The separation of boundary layer depends not only on the strength of the adverse pressure gradient but also on the nature of the boundary layer, namely, laminar or turbulent. A laminar flow has tendency to separate earlier than a turbulent flow. This is because the laminar velocity profiles in a boundary layer has lesser momentum near the wall. This is conspicuous in the case of flow over a circular cylinder. Laminar boundary layer separates nearly at в = 90° whereas, for a highly turbulent boundary layer the separation is delayed and the attached flow continues up to as far as в = 150° on the cylinder. The reduction of pressure drag when the boundary layer changes from laminar to turbulent is of the order of 5 times for bluff bodies. The flow behind a separated region is called the wake. For low drag, the wake width should be small.
Although separation is shown to take place at well defined locations on the body, in the illustration in Figure 2.23, it actually takes places over a zone on the surface which can not be identified easily.

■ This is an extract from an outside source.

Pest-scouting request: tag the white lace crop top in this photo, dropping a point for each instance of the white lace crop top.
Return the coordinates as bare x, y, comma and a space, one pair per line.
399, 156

Therefore, theoretical estimation of separation especially for a turbulent boundary layer is difficult and hence the pressure drag cannot be easily calculated. Some approximate methods exist but they can serve only as guidelines for the estimation of pressure drag.
At this stage, we may wonder about the level of static pressure in the separated flow region or the wake of a body. The total pressure in the wake is found to be lower than that in the freestream, because of the pressure loss caused by the vortices in the wake. But the static pressure in the wake is almost equal to the freestream level. But it is essential to realize that just after separation, the flow is chaotic and the streaklines do not exhibit any defined pattern. Therefore, the static pressure does not show any specific mean value in the near-wake region and keeps fluctuating. However, beyond some distance behind the
object, the wake stabilizes to an extent to assume almost constant static pressure across its width. This distance is about 6 times the diameter for a circular cylinder. Thus, beyond 6 diameter distance the static pressure in the wake is equal to the freestream value.
Note: It may be useful to recall what is meant by pressure loss is the total pressure loss and there is nothing like static pressure loss.